A retaliation to Israel’s biggest military operation inside the West Bank in two decades was to be expected, and, sure enough, it didn’t take long.
Earlier today, a 20-year-old Palestinian man drove straight into pedestrians standing at a bus stop outside a shopping centre in Tel Aviv, injuring seven people, before being shot and killed by an armed civilian after he got out of his pickup truck and tried to stab those around him. The young man, believed to be part of the Palestinian militant group Hamas, did not have a permit to enter Israel. Palestinians in the West Bank require a permit to enter Israel, for example, for work.
The attack, which comes as Israeli security forces press on with their raid on the Jenin refugee camp, has been described by Hamas as a “natural response to the ongoing massacre of our people.”
Ten Palestinians have been killed and at least 120 injured since hundreds of Israeli troops launched their operation in the early hours of Monday, supported by drone strikes and armoured bulldozers. British MP Rishi Sunak has urged the Israel Defence Forces to “demonstrate restraint in its operation,” adding “the protection of civilians must be prioritised.”
The camp, in the north of the occupied West Bank, was set up for Palestinians displaced during the time of Israel’s creation. Jenin is under the control of militant groups, who have mounted dozens of attacks from the camp, hence Israel’s insistence that its own “targeted” strikes are part of an “extensive counter-terrorism effort.”
Palestinians, meanwhile, have labelled their actions an “invasion” and “new war crime”.
The densely populated refugee camp is home to over 14,000 people living in an area of just 0.16 square miles, making it difficult to launch a targeted attack.
The Palestinian Red Crescent says its crews have evacuated 3,000 people – including patients and the elderly – from the camp to hospitals. And the WHO has said that emergency health teams have been blocked from entering Jenin to treat the injured, with reports that at least two hospitals have “experienced attacks”.
According to the medical charity Doctors Without Borders (MSF), multiple roads leading to Jenin have also been destroyed by military bulldozers, making it nearly impossible for ambulances to reach patients. Some Palestinian paramedics have proceeded on foot, in an area with active gunfire and drone strikes.
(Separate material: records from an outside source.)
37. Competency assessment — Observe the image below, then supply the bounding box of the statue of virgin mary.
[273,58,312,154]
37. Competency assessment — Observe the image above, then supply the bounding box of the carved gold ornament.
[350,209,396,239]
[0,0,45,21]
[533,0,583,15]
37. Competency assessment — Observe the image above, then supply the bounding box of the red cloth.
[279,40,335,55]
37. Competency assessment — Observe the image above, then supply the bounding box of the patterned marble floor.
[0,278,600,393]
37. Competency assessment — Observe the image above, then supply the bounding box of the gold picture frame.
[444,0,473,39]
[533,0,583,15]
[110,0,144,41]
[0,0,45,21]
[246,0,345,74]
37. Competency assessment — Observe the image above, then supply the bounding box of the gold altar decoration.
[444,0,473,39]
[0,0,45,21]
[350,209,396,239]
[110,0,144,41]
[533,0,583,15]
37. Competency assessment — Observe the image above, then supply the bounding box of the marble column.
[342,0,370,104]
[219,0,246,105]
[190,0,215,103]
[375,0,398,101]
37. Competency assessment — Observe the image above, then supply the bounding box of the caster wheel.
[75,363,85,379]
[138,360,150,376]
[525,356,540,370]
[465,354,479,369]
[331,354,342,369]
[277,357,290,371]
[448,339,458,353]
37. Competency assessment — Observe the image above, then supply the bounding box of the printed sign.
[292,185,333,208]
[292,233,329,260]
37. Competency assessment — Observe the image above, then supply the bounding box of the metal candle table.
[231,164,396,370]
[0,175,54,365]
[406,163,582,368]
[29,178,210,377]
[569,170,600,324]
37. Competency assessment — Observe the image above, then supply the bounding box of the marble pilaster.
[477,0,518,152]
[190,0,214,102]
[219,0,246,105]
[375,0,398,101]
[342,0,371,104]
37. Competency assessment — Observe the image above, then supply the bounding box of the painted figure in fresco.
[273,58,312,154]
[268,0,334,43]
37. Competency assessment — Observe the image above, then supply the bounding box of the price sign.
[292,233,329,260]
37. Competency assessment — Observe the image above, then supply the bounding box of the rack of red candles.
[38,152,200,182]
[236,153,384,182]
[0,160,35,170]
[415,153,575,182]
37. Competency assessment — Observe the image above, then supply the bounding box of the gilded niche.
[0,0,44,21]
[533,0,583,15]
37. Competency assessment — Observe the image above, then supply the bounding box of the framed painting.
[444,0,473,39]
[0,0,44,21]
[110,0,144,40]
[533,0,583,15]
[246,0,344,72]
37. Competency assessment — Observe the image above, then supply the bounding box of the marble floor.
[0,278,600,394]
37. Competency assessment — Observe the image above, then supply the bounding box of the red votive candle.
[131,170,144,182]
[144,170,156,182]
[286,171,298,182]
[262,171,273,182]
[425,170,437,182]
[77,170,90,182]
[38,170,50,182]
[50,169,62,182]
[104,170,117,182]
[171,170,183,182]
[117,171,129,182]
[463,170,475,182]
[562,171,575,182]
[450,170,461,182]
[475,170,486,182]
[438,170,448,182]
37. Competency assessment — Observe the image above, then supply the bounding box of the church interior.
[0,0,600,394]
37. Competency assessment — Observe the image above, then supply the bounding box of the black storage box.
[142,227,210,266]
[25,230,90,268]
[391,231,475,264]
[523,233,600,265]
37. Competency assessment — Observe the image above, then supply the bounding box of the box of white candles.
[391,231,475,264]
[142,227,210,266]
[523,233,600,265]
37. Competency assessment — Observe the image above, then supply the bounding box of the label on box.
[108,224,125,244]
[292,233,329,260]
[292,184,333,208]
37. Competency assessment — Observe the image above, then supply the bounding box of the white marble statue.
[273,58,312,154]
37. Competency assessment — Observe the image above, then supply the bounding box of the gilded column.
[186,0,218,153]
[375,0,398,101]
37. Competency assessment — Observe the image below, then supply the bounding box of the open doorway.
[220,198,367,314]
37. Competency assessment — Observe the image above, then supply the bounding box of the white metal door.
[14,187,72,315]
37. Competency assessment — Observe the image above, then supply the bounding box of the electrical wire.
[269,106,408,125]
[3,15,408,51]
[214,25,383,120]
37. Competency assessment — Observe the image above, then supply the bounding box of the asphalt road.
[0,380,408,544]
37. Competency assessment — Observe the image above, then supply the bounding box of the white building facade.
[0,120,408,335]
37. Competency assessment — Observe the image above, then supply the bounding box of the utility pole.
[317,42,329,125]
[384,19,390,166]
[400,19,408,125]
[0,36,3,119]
The Jenin raid follows a recent surge in violence in the West Bank. According to the latest UN figures, which don’t include this most recent spate of fighting, Israeli forces have killed 114 Palestinians in the territory this year, while Palestinians have killed 16 Israelis. If this alarming rate of casualties continues, the UN has warned that 2023 is set to be the deadliest year for Palestinians in the West Bank since its records began in 2004. And the last two weeks has seen Israel deploy helicopter gunships and armed drones over the West Bank for the first time since the Palestinian uprising, known as the second intifada, in the early 2000s. Over 3,000 Palestinians and 1,000 Israelis died during this time.
The attack in Tel Aviv today is also a reminder that escalating violence in response to the Jenin operation won’t just be felt within the West Bank.